First we construct a Rectangle as shown in the GSP document.

Then we construct the midpoint of each of the two longer sides. Also we plot a white point inside the rectangle.

Now we get an abstract Pool Table.

Let's set some balls on the pool table in the way shown in the picture.

What is the route of the object ball after being hit by the cue ball (no side spinning) on the center of its front surface (ignoring the friction, air resistance, etc.) assuming the object ball will hit one of the cushions of the pool table (or else the route will be a ray)? Use this construction we won't need protractor or reflection. (Why?)

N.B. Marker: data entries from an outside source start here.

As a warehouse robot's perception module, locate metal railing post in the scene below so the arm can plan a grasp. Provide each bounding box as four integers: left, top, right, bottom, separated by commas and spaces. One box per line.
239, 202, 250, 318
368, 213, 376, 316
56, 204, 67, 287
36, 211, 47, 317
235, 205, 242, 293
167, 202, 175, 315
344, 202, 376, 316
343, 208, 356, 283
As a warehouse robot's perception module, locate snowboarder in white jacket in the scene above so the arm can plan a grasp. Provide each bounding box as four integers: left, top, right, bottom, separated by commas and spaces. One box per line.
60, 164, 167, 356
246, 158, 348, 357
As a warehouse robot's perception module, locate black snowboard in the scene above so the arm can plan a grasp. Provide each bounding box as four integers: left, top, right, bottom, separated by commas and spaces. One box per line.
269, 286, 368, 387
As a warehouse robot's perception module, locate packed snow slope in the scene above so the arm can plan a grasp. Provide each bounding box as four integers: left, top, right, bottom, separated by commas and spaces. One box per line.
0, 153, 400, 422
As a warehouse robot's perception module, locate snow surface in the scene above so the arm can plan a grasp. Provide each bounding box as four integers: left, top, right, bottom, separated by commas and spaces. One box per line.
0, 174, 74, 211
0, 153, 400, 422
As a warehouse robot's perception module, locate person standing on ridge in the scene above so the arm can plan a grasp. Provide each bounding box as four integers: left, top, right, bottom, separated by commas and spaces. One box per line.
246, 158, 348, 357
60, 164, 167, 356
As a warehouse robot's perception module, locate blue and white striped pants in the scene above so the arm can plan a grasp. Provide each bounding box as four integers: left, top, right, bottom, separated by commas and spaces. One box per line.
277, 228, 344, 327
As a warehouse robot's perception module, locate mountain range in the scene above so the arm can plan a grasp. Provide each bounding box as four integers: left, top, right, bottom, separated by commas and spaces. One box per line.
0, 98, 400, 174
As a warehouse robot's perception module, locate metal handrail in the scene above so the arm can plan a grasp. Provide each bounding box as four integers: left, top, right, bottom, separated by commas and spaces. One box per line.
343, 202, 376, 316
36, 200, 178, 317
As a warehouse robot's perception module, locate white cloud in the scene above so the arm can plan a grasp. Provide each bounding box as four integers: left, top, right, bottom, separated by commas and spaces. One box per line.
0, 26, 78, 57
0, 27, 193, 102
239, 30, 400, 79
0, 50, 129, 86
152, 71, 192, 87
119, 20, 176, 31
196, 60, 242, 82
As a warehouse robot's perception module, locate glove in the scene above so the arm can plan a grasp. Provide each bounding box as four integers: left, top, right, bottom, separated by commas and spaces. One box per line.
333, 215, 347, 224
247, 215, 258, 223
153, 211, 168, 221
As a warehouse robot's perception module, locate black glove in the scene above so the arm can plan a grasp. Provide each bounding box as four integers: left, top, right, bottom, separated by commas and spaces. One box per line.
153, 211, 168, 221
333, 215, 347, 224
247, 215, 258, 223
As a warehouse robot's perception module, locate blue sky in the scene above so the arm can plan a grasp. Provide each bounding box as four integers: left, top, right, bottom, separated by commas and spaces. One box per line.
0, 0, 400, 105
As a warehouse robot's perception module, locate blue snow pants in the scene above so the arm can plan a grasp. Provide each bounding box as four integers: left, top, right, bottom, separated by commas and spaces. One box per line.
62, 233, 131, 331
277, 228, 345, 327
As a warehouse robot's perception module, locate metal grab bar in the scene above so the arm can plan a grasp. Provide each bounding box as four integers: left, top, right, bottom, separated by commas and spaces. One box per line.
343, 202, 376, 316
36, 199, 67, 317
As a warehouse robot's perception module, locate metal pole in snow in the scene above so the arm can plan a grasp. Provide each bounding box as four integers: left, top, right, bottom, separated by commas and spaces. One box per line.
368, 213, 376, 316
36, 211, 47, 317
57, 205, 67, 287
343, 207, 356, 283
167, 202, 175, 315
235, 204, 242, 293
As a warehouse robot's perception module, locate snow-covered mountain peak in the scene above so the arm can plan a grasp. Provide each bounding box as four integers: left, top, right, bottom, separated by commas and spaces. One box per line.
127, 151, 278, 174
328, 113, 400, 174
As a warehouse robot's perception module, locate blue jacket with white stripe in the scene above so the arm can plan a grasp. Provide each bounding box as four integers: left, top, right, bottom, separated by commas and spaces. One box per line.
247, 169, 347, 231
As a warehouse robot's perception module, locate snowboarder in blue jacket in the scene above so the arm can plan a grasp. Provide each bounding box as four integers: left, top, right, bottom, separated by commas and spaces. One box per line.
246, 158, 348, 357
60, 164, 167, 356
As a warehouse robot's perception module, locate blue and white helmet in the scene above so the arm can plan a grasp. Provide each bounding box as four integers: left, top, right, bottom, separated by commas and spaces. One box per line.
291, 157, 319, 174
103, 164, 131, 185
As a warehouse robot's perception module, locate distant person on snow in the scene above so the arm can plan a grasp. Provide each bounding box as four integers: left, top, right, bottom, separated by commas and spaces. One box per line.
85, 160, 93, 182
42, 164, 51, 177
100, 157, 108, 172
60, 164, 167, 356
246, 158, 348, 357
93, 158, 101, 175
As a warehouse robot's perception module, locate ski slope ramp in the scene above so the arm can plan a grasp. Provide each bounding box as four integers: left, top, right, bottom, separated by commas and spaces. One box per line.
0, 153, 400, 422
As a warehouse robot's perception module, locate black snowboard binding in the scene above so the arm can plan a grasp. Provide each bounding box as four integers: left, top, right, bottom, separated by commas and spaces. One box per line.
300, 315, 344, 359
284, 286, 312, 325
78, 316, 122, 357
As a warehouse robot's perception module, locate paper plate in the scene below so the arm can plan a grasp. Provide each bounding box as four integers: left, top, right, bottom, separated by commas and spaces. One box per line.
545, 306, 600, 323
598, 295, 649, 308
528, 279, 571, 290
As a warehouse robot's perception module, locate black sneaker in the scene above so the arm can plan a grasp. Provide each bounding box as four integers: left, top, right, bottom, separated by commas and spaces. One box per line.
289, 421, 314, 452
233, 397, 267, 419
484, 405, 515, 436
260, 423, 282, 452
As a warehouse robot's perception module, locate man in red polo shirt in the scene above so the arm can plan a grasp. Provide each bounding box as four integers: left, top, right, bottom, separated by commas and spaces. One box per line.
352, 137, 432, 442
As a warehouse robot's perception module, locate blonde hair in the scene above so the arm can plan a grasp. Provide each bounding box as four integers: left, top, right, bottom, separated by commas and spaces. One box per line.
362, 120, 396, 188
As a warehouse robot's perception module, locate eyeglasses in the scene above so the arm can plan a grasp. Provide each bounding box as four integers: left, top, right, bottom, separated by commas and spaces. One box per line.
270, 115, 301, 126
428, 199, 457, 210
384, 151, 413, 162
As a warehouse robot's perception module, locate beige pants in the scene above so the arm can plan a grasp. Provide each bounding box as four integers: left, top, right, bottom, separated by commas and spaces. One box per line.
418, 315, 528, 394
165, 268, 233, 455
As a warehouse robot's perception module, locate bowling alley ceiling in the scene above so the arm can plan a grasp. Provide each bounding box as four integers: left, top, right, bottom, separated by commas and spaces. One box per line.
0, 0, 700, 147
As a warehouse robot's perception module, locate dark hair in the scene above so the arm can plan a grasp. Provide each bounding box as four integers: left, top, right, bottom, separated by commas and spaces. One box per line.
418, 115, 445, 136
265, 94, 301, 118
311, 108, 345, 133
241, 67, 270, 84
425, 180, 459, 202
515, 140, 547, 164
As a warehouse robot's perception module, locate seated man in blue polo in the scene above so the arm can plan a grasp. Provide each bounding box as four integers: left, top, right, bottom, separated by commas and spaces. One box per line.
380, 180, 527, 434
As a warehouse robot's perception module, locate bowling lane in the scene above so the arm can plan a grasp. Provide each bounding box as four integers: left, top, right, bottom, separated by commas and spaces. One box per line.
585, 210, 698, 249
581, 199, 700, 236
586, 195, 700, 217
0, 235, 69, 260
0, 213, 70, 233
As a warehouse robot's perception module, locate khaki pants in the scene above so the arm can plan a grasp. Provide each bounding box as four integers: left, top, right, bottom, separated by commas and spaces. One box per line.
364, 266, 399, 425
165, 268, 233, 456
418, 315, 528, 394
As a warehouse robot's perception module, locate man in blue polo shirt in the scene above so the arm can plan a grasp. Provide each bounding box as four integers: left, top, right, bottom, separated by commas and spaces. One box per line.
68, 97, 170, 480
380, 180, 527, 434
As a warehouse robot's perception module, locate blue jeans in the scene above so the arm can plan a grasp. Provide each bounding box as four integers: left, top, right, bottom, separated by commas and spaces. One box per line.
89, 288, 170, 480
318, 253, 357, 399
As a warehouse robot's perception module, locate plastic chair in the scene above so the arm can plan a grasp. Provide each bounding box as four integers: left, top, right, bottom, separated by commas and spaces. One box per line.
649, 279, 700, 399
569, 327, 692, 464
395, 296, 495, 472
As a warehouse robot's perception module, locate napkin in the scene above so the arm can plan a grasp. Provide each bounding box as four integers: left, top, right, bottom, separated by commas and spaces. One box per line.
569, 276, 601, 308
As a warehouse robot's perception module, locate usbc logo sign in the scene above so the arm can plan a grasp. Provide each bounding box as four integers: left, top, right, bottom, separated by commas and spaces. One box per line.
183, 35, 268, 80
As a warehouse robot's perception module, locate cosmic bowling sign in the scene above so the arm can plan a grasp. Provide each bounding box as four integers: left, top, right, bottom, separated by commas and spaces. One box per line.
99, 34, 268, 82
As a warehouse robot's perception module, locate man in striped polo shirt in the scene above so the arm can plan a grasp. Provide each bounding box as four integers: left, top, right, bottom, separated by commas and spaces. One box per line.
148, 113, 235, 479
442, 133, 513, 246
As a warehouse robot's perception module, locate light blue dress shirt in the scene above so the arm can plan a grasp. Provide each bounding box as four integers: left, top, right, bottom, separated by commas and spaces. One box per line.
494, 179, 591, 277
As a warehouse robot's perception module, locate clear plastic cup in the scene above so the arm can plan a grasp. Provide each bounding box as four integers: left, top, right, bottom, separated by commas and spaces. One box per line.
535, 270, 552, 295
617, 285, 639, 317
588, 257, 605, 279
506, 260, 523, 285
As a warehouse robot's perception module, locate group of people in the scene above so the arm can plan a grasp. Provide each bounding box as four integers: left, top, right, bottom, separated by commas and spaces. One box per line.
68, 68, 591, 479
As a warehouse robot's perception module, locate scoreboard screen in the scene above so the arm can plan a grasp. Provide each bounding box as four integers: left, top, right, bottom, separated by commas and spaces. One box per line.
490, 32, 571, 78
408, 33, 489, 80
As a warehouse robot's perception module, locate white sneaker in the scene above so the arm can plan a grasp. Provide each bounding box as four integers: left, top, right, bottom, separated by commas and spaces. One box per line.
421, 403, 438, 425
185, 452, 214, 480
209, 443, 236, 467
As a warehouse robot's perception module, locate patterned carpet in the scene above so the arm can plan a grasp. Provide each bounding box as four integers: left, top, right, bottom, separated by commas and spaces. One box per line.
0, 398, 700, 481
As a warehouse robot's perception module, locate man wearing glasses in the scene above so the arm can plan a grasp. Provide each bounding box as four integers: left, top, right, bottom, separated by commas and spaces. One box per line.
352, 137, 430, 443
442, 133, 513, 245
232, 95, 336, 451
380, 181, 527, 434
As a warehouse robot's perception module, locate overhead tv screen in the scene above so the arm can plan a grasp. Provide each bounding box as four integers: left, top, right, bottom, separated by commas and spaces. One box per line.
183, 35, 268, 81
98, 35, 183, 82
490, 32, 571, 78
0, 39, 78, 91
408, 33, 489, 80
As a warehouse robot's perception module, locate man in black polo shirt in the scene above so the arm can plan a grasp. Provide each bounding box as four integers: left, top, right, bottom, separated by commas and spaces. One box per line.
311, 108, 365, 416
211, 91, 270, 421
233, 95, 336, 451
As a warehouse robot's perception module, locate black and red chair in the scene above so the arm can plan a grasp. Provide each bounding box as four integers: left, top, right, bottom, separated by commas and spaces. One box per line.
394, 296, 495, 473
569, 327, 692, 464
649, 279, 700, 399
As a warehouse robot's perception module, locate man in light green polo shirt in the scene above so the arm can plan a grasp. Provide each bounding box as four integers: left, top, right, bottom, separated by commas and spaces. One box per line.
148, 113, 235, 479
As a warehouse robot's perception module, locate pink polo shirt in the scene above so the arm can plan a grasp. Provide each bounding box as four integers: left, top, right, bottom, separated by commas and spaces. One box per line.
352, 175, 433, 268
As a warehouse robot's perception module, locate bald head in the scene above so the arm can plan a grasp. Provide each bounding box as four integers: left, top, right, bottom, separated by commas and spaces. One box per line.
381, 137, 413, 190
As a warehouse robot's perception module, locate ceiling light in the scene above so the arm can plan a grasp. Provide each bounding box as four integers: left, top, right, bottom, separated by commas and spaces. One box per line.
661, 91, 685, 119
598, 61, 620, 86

What if the object ball hits more than one cushion? We can use the image point of the object all, and the hitting point on the cushion or we can pick up more any point on the route (after the ball hit the first cushion) inside the pool table, and then use the same script tool above the decide the continous route of the ball. (Why? Students please think about the reason.)

Now fun time! We can play around to see which object ball will mathematically be potted into the pockect or never.

Here is an example of the routes of some color balls. Please use the "hide/show" bars.

By the way, the real billiards or snooker will be much more compilcated than this. But the idea to play pool games would be based on the above mathematical thinking.

Oh, here is a complete document I made which was used for a mathematics problem presentation.

**Now some other useful script tools**:

In two ways trisect a given segment.

Construct the centroid of a triangle, which is the intersection of the three medians of the triangle.

Construct the medial triangle of a given triangle.

Construct the triangle of medians of a given triangle.

Construct the circumcenter of a triangle, which is the intersection of the three perpendicular bisectors of the three sides of the given triangle.

Construct the circumcircle of a triangle.

Construct the incenter and the incircle of a given triangle.

Construct the orthocenter and the orthic triangle of a given triangle.

Construct the nine-point circle of a given triangle.

Construct the pedal trianlge of a given triangle. (Definition: Let triangle ABC be any triangle. Then if P is any point in the plane, then the triangle formed by constructing perpendiculars, through P, to the sides of ABC (extended if necessary) locate three points R, S, and T that are the intersections. Triangle RST is the Pedal Triangle for Pedal Point P.)

Locus of vertex of a given angle which fitts in a given circle.

Locus of vertex of a fixed angle that subtends a fixed segment.

Construct the golden ratio segment of a given segment.

Divide a segment AB into two parts that form a golden ratio.

Given a radius, construct a regular pentagon (a pretty fundamental construction using Euclid's original idea, instead of directly using the golden ratio script tool created above).

Given a side, construct a regular pentagon (a quick construction directly using the golden ratio script tool created above).

The constructions of a regular exagon given a side, and a regular octagon given a side would be pretty easier than that of a regular pentagon, since it only involves the simple construction of an equilateral triangle or a square. (Leave these to students who I assume should know how to do them.)

Construct a circle tangent to the other two. (Please pay attention to the locii of the center C of the circle when moving point D along the circumference of circle A and changing the relative positions of circle A and circle B. (To move point D, we can use the function "animation objects" under "display" in the tool bar of Sketchpad. To trace point C, we can use the function "trace" under "display" in the tool bar of Sketchpad.)

Draw a third circle decided by the first two circles with their tangents at the same intersection point.